Ooh, I remember seeing that B Never Too Busy line in a thread from MUA ages ago!  I'd love to see swatches/upclose product pictures if you ever get bored enough.  =]  Do the little boxes look as pretty in person as they do online, and do the ornaments stay on?

Great collection by the way, you can tell I am drooling over the B stuff now.


----------



## crazeddiva (Mar 24, 2008)

It's so stunning. Il ove it.


----------



## Hilly (Mar 24, 2008)

Great stuff!! I went to that store when I visited London. I bought an eyeshadow. Great pigmentation.


----------



## k.a.t (Mar 24, 2008)

I love your mirror >.< (and of course your make up hehe)


----------



## Ggxox (Mar 24, 2008)

Yeah the pigmentation is really good. You really don't need a lot of colour.

xoxo


----------



## Ms.Matashi (Mar 25, 2008)

Beautiful collection!!!


----------



## Ggxox (Mar 25, 2008)

Quote:

   Originally Posted by *liv* 

 
_Ooh, I remember seeing that B Never Too Busy line in a thread from MUA ages ago! I'd love to see swatches/upclose product pictures if you ever get bored enough. =] Do the little boxes look as pretty in person as they do online, and do the ornaments stay on?
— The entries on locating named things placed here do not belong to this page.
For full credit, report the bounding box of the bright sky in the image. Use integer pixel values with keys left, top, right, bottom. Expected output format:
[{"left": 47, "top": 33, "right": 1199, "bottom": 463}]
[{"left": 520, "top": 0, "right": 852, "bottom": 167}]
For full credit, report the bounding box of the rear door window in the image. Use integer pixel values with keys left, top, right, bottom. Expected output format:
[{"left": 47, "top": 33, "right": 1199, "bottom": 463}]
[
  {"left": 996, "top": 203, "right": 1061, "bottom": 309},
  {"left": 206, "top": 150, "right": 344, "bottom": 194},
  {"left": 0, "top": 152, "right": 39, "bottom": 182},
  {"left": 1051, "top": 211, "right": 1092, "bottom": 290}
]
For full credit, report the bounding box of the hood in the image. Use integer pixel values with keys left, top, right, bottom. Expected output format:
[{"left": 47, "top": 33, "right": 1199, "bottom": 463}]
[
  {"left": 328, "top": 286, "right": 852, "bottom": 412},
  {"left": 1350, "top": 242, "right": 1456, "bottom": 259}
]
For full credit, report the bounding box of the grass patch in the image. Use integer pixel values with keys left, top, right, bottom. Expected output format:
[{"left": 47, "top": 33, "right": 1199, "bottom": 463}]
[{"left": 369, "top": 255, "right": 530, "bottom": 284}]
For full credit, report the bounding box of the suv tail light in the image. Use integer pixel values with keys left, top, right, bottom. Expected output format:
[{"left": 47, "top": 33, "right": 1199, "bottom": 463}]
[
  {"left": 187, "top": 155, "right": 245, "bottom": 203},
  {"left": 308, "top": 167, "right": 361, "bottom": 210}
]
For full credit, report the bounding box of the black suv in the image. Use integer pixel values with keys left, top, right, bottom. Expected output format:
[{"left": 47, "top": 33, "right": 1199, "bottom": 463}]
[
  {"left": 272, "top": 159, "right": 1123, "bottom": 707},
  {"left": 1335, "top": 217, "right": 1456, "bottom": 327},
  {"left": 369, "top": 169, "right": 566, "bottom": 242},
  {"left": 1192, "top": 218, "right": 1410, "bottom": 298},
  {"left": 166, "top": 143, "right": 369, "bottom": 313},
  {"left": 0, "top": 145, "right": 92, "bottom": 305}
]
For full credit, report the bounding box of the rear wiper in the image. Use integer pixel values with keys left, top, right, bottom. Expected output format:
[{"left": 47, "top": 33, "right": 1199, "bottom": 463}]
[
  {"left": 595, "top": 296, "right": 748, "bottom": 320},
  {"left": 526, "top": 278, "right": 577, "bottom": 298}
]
Great collection by the way, you can tell I am drooling over the B stuff now._

 
They look a lot better in person! Online they don't look as wowwy if you see what I mean! I have so, so much of the make up that if you want swatches of anything in particular than I'd be more than happy to do this for you. Oh and I've never had a problem with the gems and glitter falling off.

xoxo


----------



## Brittni (Mar 25, 2008)

Gorgeousssssss!! please show us some swatches!!! I'd ask for specifics but unsure of what you have and don't have...so why not see it all LOL


----------



## frocher (Mar 25, 2008)

Great stuff, I love lush's stuff.


----------



## thelove4tequila (Mar 25, 2008)

Wow!!! Very pretty.


----------



## Ms. Z (Mar 25, 2008)

Very pretty, I love it!  ​ 
Where did you get the mirror?


----------



## liv (Apr 5, 2008)

Quote:

   Originally Posted by *Ggxox* 

 
_They look a lot better in person! Online they don't look as wowwy if you see what I mean! I have so, so much of the make up that if you want swatches of anything in particular than I'd be more than happy to do this for you. Oh and I've never had a problem with the gems and glitter falling off.

xoxo_

 
I'd love to see some of your favorite colors, unique ones, etc, because I don't know enough about the brand to request specifics...know what I mean?


----------



## bell21 (Apr 6, 2008)

looks like lots of fun stuff, I'm going to have to check out that line. And I love your mirror


----------



## eye_pr0mise (Apr 6, 2008)

wow so colorful and pretty i love it!


----------



## Ggxox (Apr 29, 2008)

Sorry for not replying sooner, I haven't been too well lately! Anyway my mirror is from Laura Ashley here in the UK. I'm not sure if you can still get it now but it's worth checking out her site LAURA ASHLEY. 
	

	
	
		
		

		
			





 Now I'm back again I will put some swatches up on the forum by the end of the week!

xoxo


----------



## SiCiLyGiRl (May 1, 2008)

prettyyy.. i love ur collection and the accessiors


----------



## toparistonight (May 3, 2008)

Ohh I love your collection! Everythings so lovely and bright.
I recently went in the Never Too Busy To Be Beautiful shop on Carnaby Street and I found it fantastic.


----------



## dollypink (May 3, 2008)

love the brushes!


----------



## J90 (May 4, 2008)

I am love with B products!!!! Hopefully my collection will look somewhat like yours one day! 
Being cheeky seeing as you work for the company, but do you know of any new releases coming out? 
I work in Covent Garden so I may see you soon!! x


----------



## ahamoments (May 8, 2008)

nice bling ;D


----------